Aber die Serie unterscheidet sich von den Büchern, was Martin in einer herrlichen Analogie auf Vom Winde verweht bei der Comic-Con im vergangenen Jahr darlegte: "Scarlett O'Hara hat drei Kinder im Roman von Margaret Mitchell. Sie hat ein Kind im Filmklassiker Vom Winde verweht. Die Wahrheit ist, dass Scarlett O'Hara überhaupt kein Kind hatte - denn sie hat niemals existiert. Sie ist eine fiktive Figur, und es gibt zwei wunderbare Arten, diese Geschichte zu erzählen." Auf sein Universum übertragen sagte er: "Die Show ist die Show, und das Buch ist das Buch."

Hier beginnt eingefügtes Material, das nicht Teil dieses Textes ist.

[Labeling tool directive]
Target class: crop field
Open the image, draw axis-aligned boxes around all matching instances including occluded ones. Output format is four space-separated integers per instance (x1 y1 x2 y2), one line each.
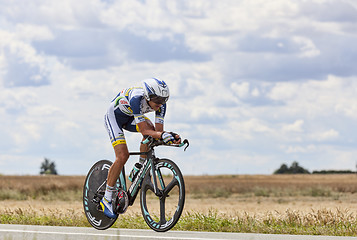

Nur - und das beunruhigt die Leser der Bücher gerade: Es ist durchaus möglich, dass die Fernsehserie künftig Handlungsstränge aus Martins fiktivem Universum andeutet, die auf Papier noch gar nicht erschienen sind. Grund dafür ist eine Aussage der Showrunner David Benioff und D. B. Weiss: "Wir haben uns mit ihm ( Martin; Anm. d. Red.) getroffen und darüber unterhalten, wohin sich das alles entwickeln wird. Wenn du das Ende kennst, dann kannst du das Fundament dafür errichten - also wollten wir wissen, wie das alles ausgehen wird. Wir sind tatsächlich jeden einzelnen Charakter durchgegangen."

Computerspiel "Game of Thrones"

Jeder Mann muss sterben

Keine Codes mehr, keine Spielchen

Bislang haben die Leser die Fans der Sendung immer milde belächelt. Wenn Letztere über das Schicksal von Ned Stark oder die Ereignisse auf der Roten Hochzeit debattierten, waren den Lesern die Geschichten aus den Büchern längst bekannt. Könnte es nun also passieren, dass die Serie die Bücher überholt - und plötzlich die Zuschauer besser informiert sind? Martin selbst hatte zuletzt immer wieder entsprechende Andeutungen gemacht.

Konkretes gab er zwar nicht preis, sondern verkündete lediglich, beim Erscheinungsdatum des nächsten Buches keine Codes verwenden zu wollen, die seine Fans zu dechiffrieren haben: "Wenn ich fertig bin, dann werde ich sagen, dass ich fertig bin - an welchem Tag das auch immer sein wird. Es wird keine Spielchen geben, weil ich weiß, wie viele Menschen warten und wie gespannt sie sind. Ich arbeite noch immer an Winds. Wenn ich fertig bin, dann werde ich das verkünden."

Er lässt sich nicht unter Druck setzen, weder von Fans noch von seinem Verlag. Kürzlich tauchte ein Manuskript von "A Dance With Dragons" auf, auf dem der Lektor schriftlich eine Vermutung anstellt und Martin fragt, ob diese zutreffe. Die knappe Reaktion des Autors - vermerkt mit rotem Stift: "Nein". Die Fans dürfen also weiter über die Geschehnisse in Westeros und Essos spekulieren. Und sie können nichts anderes tun, als Martin dazu aufzufordern, doch gefälligst schneller zu tippen.

Das tut er natürlich, doch nicht immer geht es dabei um Tyrion Lannister oder Daenerys Targaryen. Vor einer Woche etwa beschwerte er sich heftig über eine Schiedsrichterentscheidung beim Football. "Wenn ich ein Fan der Detroit Lions wäre, dann würde ich nun Zeter und Mordio brüllen", schrieb er auf seinem Blog. Irgendwie schön zu sehen, dass der Mann nicht in einer dunklen Kammer hockt und kurz vor dem Burn-out an den nächsten Kapiteln arbeitet, sondern sein Leben genießt und sich wie alle Sportfans über Schiedsrichter aufregt - so lange er auch weiter an "The Winds of Winter" arbeitet.